Je lui demandai tout de suite si c'était grave, et mon inquiétude le fit sourire.

- Non, non, du tout. Ecoute, vais t'expliquer, mais je veux pas que me prennes pour un illuminé.

Un illuminé? Lui? Cette fois, il m'intriguait. En guise d'acquiescement, je l'invitai à poursuivre d'un silence attentif.

- Je rêve que je cours. Toutes les nuits, ça me le fait, c'est toujours le même déroulement. Plusieurs semaines que c'est comme ça, franchement je sais pas d'où ça sort... c'est réglé comme du papier à musique... Je sais que c'est à peu près cinq minutes avant d'émerger, parce que sinon, je m'en souviendrais pas. Y a pas un jour où ça loupe! Tac! Je me fierais moins volontiers à l'aiguille d'un métronome... Tac! Si bien qu'à présent, ça me pique dès que ça commence ; je me retrouve lucide dans mon rêve. Tu connais ça, les rêves lucides?

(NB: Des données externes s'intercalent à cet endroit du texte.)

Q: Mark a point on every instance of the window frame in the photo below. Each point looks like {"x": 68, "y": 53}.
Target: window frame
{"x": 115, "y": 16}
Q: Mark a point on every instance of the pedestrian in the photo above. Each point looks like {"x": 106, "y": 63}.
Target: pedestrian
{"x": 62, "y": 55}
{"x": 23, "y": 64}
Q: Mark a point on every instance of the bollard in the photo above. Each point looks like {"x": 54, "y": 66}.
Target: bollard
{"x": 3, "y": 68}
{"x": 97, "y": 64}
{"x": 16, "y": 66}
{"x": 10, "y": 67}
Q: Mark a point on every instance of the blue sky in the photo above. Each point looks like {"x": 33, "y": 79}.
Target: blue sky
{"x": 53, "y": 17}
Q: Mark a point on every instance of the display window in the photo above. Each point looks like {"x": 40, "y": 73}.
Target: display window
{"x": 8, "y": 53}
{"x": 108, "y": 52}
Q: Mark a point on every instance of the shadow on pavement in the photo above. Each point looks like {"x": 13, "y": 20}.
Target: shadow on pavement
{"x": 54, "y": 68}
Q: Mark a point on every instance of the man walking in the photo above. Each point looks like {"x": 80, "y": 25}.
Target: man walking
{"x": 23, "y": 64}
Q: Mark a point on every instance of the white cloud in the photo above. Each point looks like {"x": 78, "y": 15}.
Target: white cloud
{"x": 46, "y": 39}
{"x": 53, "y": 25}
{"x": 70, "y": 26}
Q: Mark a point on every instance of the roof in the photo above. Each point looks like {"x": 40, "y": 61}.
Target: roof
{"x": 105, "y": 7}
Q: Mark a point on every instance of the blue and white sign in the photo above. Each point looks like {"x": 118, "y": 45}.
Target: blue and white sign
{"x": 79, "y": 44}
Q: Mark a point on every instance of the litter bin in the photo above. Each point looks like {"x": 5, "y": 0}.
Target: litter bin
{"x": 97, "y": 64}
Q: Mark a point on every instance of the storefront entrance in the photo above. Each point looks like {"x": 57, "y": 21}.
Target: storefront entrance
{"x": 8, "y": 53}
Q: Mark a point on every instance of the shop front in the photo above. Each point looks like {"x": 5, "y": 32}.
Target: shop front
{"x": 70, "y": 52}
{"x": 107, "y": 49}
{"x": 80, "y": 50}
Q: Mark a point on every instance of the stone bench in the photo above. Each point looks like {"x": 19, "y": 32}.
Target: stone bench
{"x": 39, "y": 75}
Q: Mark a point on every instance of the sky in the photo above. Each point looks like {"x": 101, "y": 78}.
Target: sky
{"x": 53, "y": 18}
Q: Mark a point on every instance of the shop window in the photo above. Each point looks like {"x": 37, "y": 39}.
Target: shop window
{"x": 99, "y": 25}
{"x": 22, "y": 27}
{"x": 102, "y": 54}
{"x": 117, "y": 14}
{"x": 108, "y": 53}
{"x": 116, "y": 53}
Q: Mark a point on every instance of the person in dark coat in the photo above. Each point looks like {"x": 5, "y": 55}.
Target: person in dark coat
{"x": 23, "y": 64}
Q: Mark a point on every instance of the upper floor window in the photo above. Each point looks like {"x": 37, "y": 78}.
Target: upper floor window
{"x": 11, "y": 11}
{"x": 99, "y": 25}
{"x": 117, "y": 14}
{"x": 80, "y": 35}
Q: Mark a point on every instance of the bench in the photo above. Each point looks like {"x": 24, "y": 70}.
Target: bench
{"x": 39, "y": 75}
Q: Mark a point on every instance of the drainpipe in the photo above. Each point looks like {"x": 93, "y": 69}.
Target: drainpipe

Je levai le sourcil. "Rêves lucides"? D'ordinaire, je n'aime pas les oxymores. C'est souvent confus, ce sont des associations brutales, des chimères, des cohabitations qui n'ont pas lieu d'être. "Feu glacial", "clair obscur" : pour moi, c'est de la fumée... faut se décider pour l'un ou l'autre : au moins c'est carré. Malgré tout, je savais qu'il n'employait jamais une expression dénuée de sens, et je secouai patiemment la tête, confiant quant aux éclaircissements qu'il me fournirait.

- Je n'invente rien, hein! C'est un phénomène tout simple, qui permet de prendre conscience que tu dors et de te promener dans tes rêves... mais on n'y arrive pas comme ça, c'est un peu d'entraînement. Il te faut un petit rituel : tu vérifies quelque chose, un détail, toujours le même, pour voir si ça se comporte comme dans la réalité... s'il se produit des merveilles, c'est que tu nages en plein songe, mais tu en es désormais conscient... si tes mains se trouent, par exemple... si quand tu sautes, ça donne des bonds de lune... moi, je consulte ma montre - ma montre connectée - mais c'est pas l'affichage digital que je vois. Non, c'est des aiguilles lumineuses, qui vont dans le sens contraire l'une de l'autre. Donc là, tout de suite, je vois que j'arpente un rêve. Mais surtout, je me rappelle que ce rêve-là, il contient les barreaux invariables d'une cage. C'est-à-dire qu'en fait... je peux crapahuter n'importe où... à partir du moment où j'en ai la lucidité, mais... mais je peux rien faire d'autre que courir. Si je pense à m'arrêter, ou même rien qu'à ralentir, j'ai comme une décharge... et là je file droit! Ah et puis je t'ai pas dit un truc aussi, mais je suis pas tout seul... je sais qu'on est des centaines à courir en même temps, et je sais aussi qu'on en a déjà perdu une majorité en chemin. Je connais pas ma place dans cette course - car je suppose que c'en est une - mais j'ai toujours l'impression de me situer plus ou moins parmi les premiers.